Die Vinyl-Begeisterung in Japan liefert andererseits aber auch eine ganz gute Warnung:
"Der japanische Markt ist ja an diesen zu hohen Preisen dort zugrunde gegangen. Die waren so teuer, im Vergleich zu dem, was sonst in der Welt so verlangt wurde, das musste irgendwann zusammenzubrechen, das ist mit dem Internet zusammengebrochen. Für Japaner war es selbstverständlich, bei einem japanischen Händler zu kaufen, das war eine Frage der Ehre, das musste einfach sein. Und das Internet hat vorgeführt, wieviel teurer die kaufen, und sie hätten jetzt die Möglichkeit, für buchstäblich ein Zehntel des Geldes die Platten zu kaufen. Porto spielte da keine Rolle, wenn ich 40 statt 400 zahle, dann ist das Porto von 50 Euro kein Grund, das nicht zu tun.

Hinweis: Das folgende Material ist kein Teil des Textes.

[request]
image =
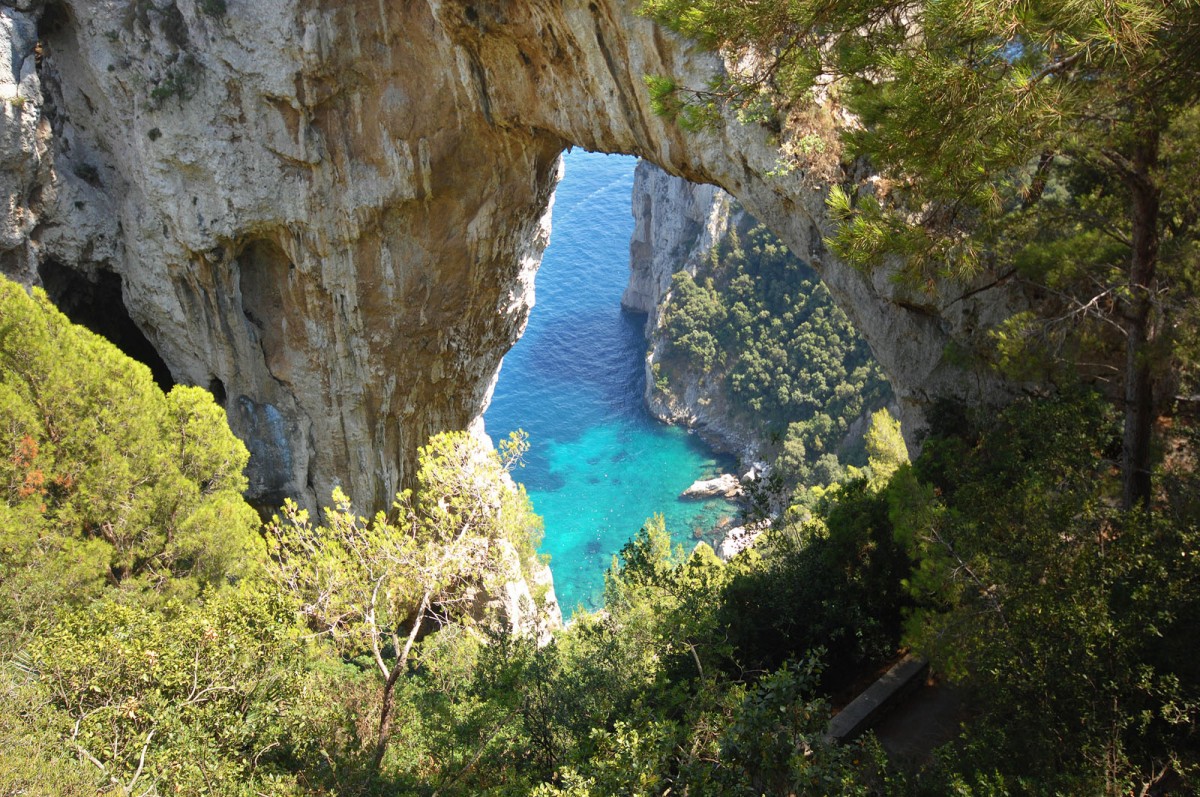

Das Geschäftsmodell hat einfach nicht mehr funktioniert."
In Deutschland dagegen funktioniert der Vinyl-Markt immer besser. Was auch an den moderaten Preisen liegen mag. Und die wiederum haben natürlich mit den vielen, teilweise noch ungehobenen Vinyl-Schätzen deutscher Haushalte zu tun. Bleibt nur die Frage: Wie findet man die?
"Wie finde ich die? Die finden mich!"
So wie die Angehörigen eines schwäbischen Arztes, der 30 Jahre lang Erstausgaben gesammelt hatte, bis er bei einem Flugzeugabsturz ums Leben kam.
"Und die Familie hat diese Sammlung 40 Jahre lang in einem einzigen großen Raum unangetastet aufbewahrt. Wenn man so ne Tür aufmacht, denkt man, das kann einfach nicht wahr sein, unvorstellbar. Das werde ich nie wieder so finden. Das war ein gigantisches Archiv und alles Erstausgaben. Da war keine einzige Platte dabei, die nicht besonders wertvoll gewesen wäre."